The oil sands is a waste land that desperately needs restoration of some kind.

January 2, 2018
By David Harvey

Mercury levels (click here) have risen to 16 times the regional “background” levels in an area around oilsands developments in northeastern Alberta, according to Environment Canada researchers.

At the Paris climate conference (click here) in December 2015, Canada reaffirmed its target of reducing greenhouse gas (GHG) emissions by 30 percent from the 2005 level by 2030. The Liberal government was roundly criticized by environmental groups and some opposition politicians for not going beyond the “weak” target of the previous Conservative government, but even today — two years later — there is still no plan in sight for how Canada could achieve its target by 2030, given that current total emissions are about the same as they were in 2005. At the same time, the oil industry is planning an expansion of oil production from the oil sands — one of the highest CO2-emitting sources of oil in the world on a per-barrel basis — and the federal government has approved contentious new pipelines to facilitate that expansion....

...As our calculations show, only with a complete phase-out of oil production from the oil sands, elimination of coal for electricity generation, significant replacement of natural-gas-fuelled electricity generation with electricity from carbon-free sources, and stringent efficiency measures in all other sectors of the economy could Canada plausibly meet its 30 percent target.
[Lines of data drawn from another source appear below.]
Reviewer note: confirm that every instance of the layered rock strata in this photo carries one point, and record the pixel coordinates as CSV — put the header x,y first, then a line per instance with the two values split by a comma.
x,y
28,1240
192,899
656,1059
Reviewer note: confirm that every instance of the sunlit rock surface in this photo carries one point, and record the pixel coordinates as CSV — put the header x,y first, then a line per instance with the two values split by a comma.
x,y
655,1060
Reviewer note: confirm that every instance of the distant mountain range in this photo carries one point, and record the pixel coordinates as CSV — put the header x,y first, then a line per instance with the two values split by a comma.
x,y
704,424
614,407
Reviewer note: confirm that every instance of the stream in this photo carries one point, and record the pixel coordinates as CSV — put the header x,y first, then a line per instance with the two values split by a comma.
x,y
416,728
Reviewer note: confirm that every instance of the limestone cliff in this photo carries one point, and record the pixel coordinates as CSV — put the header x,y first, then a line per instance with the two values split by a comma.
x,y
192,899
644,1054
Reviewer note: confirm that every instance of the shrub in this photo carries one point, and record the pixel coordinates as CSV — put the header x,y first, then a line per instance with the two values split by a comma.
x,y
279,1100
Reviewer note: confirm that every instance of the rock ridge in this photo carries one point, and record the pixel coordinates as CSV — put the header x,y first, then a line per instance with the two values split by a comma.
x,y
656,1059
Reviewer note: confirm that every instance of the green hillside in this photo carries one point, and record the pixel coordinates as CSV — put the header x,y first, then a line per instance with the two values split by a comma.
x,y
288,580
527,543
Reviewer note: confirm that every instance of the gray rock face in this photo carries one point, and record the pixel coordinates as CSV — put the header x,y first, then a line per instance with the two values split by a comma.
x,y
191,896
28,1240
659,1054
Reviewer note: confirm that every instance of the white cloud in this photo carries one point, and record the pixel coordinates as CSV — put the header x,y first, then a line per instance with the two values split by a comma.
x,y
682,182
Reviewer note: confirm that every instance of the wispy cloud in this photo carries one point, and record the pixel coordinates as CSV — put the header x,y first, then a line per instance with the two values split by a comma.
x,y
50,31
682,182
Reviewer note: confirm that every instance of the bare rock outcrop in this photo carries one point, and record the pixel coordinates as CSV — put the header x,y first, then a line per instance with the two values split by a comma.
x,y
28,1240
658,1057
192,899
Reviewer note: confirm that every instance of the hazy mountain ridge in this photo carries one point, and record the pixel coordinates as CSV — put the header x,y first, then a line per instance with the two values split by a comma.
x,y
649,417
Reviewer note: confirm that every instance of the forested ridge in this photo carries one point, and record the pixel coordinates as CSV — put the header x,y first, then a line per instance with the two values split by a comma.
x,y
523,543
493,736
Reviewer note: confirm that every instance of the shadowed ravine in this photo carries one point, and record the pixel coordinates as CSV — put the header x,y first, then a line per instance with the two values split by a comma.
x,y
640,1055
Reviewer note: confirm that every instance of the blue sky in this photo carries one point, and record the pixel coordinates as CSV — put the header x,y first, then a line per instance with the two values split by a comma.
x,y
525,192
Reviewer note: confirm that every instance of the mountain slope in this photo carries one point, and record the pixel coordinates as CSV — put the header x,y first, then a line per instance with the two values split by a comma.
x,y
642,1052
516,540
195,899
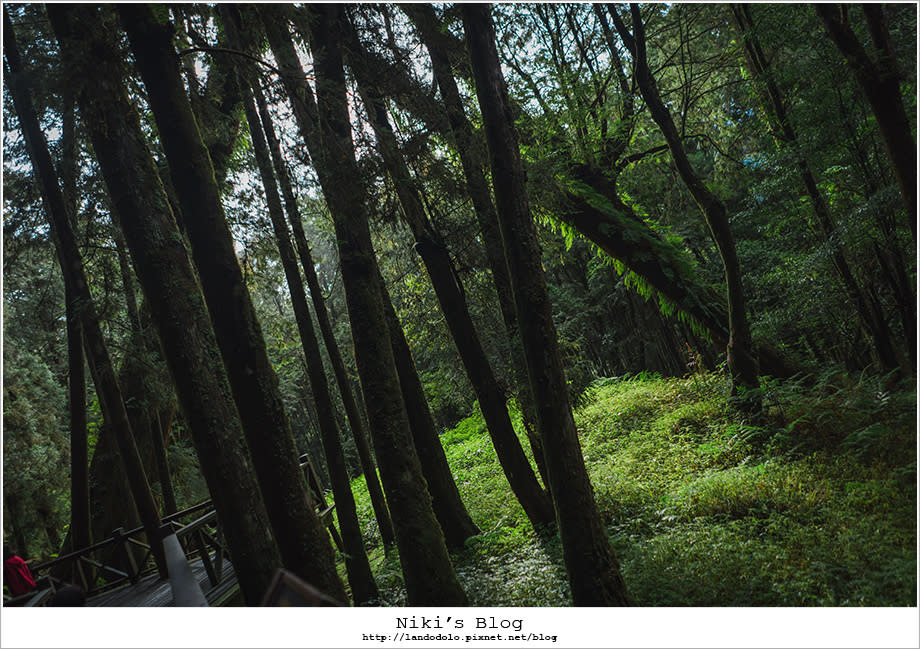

However, expected improvements in the performance and reductions in the cost of electric vehicles, combined with across-the-board improvement in the efficiency of cars and trucks, could see a permanent collapse in the price of oil by 2030, if not sooner, rendering oil sands oil a permanent money loser. Thus, the most urgent task related to the oil and gas industry in Canada is to plan an orderly phase-out of oil sands oil production — before such a phase-out is imposed by external economic forces. Doing so would align Canada’s international climate promises with its economic well-being....

World class scientists should work on a plan to return some biotic order to the oil sands. Besides being a blight on the world, producing the heaviest CO2 producing source of oil; there is a huge loss of green chlorophyll. There is much ot be done and ending the exploitation of the Alberta oil sands is only the start.